Jerónimo (2013) vai dizer que a pobreza e acesso limitado aos serviços sociais: Os níveis de pobreza continuam a ser muito elevados e o acesso aos serviços sociais (saúde, educação, alojamento, água potável, segurança alimentar, segurança social, etc.) continua a ser limitado. Segundo dados de 2008, da Amnistia Internacional e do Gabinete do Alto Comissário das Nações Unidas para os Direitos Humanos, 68% da população angolana vive abaixo da linha de pobreza (1$ ou 1.25$, por dia) e, destes, 28% vivem em condições de extrema pobreza.  Ou seja, quando analisados esses dados e seus respetivos índices nos apercebemos do nível abismal de precariedades que a população de forma geral apresenta e a situação de vida da mesma.

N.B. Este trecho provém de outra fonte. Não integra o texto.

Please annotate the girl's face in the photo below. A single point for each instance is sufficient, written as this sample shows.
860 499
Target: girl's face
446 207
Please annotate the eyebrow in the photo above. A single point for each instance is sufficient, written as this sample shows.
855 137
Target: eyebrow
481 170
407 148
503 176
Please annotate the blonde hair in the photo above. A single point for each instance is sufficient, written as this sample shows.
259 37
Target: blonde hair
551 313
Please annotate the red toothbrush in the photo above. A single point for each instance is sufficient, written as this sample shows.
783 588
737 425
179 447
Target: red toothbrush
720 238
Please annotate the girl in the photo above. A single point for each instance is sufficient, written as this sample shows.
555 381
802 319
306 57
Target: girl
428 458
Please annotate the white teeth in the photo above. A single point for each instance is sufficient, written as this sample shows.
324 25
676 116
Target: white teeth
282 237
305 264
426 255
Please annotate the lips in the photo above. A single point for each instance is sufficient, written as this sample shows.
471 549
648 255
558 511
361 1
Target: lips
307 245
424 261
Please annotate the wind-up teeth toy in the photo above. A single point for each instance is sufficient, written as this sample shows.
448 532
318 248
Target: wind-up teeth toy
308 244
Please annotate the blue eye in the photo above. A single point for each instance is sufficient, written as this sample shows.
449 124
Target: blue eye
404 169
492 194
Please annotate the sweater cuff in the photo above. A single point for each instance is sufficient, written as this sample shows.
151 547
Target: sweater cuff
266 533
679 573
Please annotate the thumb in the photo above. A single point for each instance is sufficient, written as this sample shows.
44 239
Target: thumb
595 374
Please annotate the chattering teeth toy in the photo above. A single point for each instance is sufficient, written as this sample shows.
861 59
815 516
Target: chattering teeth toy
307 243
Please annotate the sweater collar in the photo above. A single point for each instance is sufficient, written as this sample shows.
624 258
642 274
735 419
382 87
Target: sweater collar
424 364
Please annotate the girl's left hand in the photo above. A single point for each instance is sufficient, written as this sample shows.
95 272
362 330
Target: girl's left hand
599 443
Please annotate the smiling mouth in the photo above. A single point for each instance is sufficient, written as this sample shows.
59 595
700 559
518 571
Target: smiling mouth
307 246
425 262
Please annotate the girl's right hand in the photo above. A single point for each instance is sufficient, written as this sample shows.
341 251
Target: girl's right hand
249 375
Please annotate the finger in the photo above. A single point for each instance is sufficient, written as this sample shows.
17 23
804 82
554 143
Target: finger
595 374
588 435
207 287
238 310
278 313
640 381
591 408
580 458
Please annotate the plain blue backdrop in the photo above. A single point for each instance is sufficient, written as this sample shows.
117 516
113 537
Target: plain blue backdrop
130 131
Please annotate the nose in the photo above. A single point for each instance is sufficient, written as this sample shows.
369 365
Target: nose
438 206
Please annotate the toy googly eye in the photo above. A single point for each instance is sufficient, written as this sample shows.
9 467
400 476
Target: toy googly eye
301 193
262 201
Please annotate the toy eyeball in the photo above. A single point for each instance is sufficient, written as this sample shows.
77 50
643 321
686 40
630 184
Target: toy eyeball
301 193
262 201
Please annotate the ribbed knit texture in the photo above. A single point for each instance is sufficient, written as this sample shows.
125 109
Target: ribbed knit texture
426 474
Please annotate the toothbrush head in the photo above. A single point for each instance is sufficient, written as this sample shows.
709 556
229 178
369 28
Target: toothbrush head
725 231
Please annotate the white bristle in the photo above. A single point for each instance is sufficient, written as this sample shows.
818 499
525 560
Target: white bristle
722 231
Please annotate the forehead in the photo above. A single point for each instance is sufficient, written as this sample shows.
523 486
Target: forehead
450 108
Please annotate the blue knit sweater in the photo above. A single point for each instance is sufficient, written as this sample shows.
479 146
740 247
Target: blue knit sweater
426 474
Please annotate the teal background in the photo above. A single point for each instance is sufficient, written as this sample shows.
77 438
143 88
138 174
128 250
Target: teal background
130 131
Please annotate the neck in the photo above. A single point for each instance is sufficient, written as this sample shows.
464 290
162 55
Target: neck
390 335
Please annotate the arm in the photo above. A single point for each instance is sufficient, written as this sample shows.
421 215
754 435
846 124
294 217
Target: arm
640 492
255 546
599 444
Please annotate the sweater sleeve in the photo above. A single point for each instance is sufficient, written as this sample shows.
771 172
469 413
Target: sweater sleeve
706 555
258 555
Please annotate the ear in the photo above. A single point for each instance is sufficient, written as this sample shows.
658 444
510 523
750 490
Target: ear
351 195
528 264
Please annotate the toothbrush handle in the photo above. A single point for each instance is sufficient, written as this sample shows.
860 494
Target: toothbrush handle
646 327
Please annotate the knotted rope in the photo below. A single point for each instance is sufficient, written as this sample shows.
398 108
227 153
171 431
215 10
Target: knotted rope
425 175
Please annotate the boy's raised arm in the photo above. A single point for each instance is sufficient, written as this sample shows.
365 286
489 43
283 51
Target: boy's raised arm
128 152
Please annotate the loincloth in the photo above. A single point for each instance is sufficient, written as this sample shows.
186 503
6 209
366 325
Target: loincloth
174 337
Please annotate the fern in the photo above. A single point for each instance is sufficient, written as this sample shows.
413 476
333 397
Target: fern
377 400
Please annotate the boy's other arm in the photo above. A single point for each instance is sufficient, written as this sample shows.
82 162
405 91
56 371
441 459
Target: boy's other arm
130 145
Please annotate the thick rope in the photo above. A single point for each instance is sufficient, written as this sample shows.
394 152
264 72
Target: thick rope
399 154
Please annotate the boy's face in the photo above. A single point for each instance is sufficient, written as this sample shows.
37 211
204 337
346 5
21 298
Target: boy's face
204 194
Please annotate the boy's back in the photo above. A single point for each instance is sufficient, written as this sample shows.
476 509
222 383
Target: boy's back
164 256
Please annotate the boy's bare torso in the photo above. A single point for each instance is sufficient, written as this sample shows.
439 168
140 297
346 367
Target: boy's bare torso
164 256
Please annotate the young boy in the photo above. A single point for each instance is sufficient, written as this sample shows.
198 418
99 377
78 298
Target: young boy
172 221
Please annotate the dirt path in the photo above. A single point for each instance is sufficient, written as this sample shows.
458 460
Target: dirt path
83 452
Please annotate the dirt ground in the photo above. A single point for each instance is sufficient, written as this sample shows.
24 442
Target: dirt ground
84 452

Manifestantes em frente ao Tribunal Dona Ana Joaquin, exigindo liberdade aos 103 detidos. Print feita pelo autor.

Angola é um país “petrodependente” e sua economia  é constituída em níveis muito alto pela informalidade. Há um discurso utópico de diversificação da economia que do ponto de vista prático está aquém da realidade. Acrescido a isso surge a baixa do preço do barril do petróleo no mercado internacional, a corrupção e Covid-19 que contribuíram para o agravamento das desigualdades, ampliando o fosso de precariedade existente no país. E como aponta Nsisa “É utópico falar da preservação da paz num país em que o povo continua em guerra no prato”.

 

 

Frase para Pensar

 “O despertar de um povo pode demorar o tempo que for necessário, mas quando ela chegar nem pretensos santos nem os “donos” do país poderão nos parar “4.

Flávio Facha Gaspar*

 

Referências

GASPAR, Flávio Facha.  Análise do Plano Integrado de Intervenção nos Municípios – PIIM: reflexões e apontamentos em volta da transparência na base da sua construção. Florianópolis, Santa Catarina, 2020. (Em andamento)

JERÓNIMO, Patrícia. Os direitos humanos em Angola.  Braga, Portugal. 2013

KROETZ, Ketlin; SOUSA, C.S; FERRARO, S.L.J. Michel Foucault e a Análise do Discurso. In: LIMA, R. M. V; HARRES, S. B. J; PAULA, C. M (orgs). Caminhos da Pesquisa Qualitativa no Campo da Educação em Ciências: Pressupostos, Abordagens e Possibilidades. Rio Grande do Sul: EdiPUCRS, 2017.

Notas

*Graduando em Administração Pública no Centro de Ciências da Administração e Socioeconômico (ESAG) da Universidade do Estado de Santa Catarina (UDESC) . CEP: 88035-001, Florianópolis, Santa Catarina, Brasil. E-mail: flaviofachagaspar9@gmail.com

  1. Wei termo atribuído a uma pessoa quando não chamas o nome dele, normalmente alguém próximo ou que tenhas intimidade com a mesma.
  2. Zungueira – termo comum em Angola para denominar uma vendedora ambulante.
  3. Albano Mendes – Estudante Universitário – Ciência da Computação – UFSC
  4. Frase dita pelo autor, Flávio Facha Gaspar.

UNITA – União Nacional de Independência Total de Angola

Agradecimentos especial ao Boio, Laurindo e Delfina.